US Military Pivots To An Asian Footing

US Military Pivots To An Asian Footing

  Words by Bridget Foster.

With troops now withdrawn from Iraq and soon to be out of Afghanistan, as well as a decreased emphasis on European security, the Department of Defense has been restructuring how and where American troops will be deployed in the future. In spite of the continued upheaval in the Middle East, the Obama Administration is shifting its attention to the Asia-Pacific region, having designated the area as a “geostrategic priority” for political and economic, as well as military reasons. The region includes India to New Zealand and the Pacific Islands north to Japan and the Korean Peninsula.

Described by the Administration as “rebalancing”, US forces have begun a series of rotational deployments throughout the region that will complement the over 300,000 military and civilian forces already permanently deployed there.  The deployments vary from six to nine months at a time.  The move is also designed as a cost-cutting measure as it reduces the need to build any future bases, while at the same time positioning the US for a show of force if necessary. In order to facilitate the change, new security agreements were negotiated with Australia, Singapore and the Philippines to open their military installations to US forces and expand joint training exercises.

The Marines are preparing for a third rotation to Australia’s military facility at Darwin. A contingent of approximately 1500 is scheduled to leave Camp Pendleton, California sometime this spring. This is five times the size of the unit that wrapped up a six-month deployment in September. Over time, the agreement calls for the rotation of up to 2500 Marines at a time.  Additionally, discussions are under way for the Air Force and Navy to have access to Australian air and naval bases.

The Navy will base four littoral combat ships in Singapore’s naval facility. The first ship, the USS Freedom, completed its rotation in November. Currently, the Navy has 50 percent of its resources assigned to the Asia/Indo-Pacific region and under the rebalancing strategy, will increase that to 60 percent in the coming years.

In February, a cavalry battalion from Fort Hood, TX will be rotated to South Korea to support the 8th US Army and US Forces Korea. Comprised of about 800 soldiers, the unit will be deployed for training exercises for nine months but will leave their wheeled and tracked vehicles behind for the next rotation to use. The first rotational land force, an Army attack reconnaissance squadron, deployed to the peninsula in September with 30 helicopters, which will also be left behind for the next rotational unit.

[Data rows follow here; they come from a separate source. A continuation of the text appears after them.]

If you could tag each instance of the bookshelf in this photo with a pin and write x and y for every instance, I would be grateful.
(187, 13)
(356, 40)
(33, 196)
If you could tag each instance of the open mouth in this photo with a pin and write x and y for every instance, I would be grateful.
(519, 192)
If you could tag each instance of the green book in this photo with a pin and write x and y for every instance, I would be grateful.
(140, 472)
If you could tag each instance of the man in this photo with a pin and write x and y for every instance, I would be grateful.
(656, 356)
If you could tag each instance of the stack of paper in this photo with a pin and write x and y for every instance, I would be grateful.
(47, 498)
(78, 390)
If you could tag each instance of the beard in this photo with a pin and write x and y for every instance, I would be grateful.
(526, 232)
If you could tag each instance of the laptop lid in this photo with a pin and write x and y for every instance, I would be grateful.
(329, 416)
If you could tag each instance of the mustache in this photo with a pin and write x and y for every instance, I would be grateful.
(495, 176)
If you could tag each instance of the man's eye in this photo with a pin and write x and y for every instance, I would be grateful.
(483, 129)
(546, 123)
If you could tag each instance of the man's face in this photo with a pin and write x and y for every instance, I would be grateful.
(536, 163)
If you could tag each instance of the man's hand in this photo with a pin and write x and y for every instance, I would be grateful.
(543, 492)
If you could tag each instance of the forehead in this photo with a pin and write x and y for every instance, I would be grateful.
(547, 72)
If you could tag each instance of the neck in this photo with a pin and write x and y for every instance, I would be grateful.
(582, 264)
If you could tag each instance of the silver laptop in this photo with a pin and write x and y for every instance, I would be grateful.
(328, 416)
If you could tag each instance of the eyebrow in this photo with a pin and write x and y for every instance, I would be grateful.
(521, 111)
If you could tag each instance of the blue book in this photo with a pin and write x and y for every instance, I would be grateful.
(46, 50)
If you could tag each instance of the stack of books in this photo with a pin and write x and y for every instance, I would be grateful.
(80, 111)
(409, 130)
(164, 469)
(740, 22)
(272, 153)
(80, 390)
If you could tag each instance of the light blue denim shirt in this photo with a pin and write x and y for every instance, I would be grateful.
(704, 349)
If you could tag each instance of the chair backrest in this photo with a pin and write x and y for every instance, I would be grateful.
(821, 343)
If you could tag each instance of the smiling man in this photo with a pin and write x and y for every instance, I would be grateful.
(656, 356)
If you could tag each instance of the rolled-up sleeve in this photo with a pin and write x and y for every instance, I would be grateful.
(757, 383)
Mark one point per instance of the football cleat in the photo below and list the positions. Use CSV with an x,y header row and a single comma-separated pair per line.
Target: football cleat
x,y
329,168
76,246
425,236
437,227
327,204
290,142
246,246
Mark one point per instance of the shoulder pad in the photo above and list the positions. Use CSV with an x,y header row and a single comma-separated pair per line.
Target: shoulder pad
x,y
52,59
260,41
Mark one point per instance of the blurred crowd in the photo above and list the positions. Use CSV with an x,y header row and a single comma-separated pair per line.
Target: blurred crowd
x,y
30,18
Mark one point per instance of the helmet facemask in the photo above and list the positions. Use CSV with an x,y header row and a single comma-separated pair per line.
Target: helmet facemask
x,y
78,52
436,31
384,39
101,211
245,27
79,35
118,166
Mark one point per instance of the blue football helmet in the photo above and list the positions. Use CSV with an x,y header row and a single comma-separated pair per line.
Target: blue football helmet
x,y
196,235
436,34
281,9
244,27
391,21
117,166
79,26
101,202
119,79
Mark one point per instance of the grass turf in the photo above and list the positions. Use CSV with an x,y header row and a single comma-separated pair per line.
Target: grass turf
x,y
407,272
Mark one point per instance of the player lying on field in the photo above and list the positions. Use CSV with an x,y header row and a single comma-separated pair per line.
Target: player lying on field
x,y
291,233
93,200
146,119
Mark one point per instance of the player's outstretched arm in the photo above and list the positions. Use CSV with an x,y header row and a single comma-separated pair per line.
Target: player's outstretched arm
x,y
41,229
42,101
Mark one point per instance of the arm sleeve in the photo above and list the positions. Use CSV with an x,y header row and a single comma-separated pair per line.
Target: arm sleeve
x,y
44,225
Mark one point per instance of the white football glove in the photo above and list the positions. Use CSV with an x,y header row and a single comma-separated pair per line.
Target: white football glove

Though the US has not had a military presence in the Philippines since 1992, discussions are under way for the rotation of surveillance aircraft and US troops in that country, as well as for increased joint military exercises.

Keeping a rotating contingent of military forces in the Asia-Pacific region has many benefits: reduced costs for transporting and training personnel, decreased response time to crises, improved foreign relations and a continued commitment to the security of the region.

What do you think?  Is this a good strategic decision based on the recent rising powers in Asia?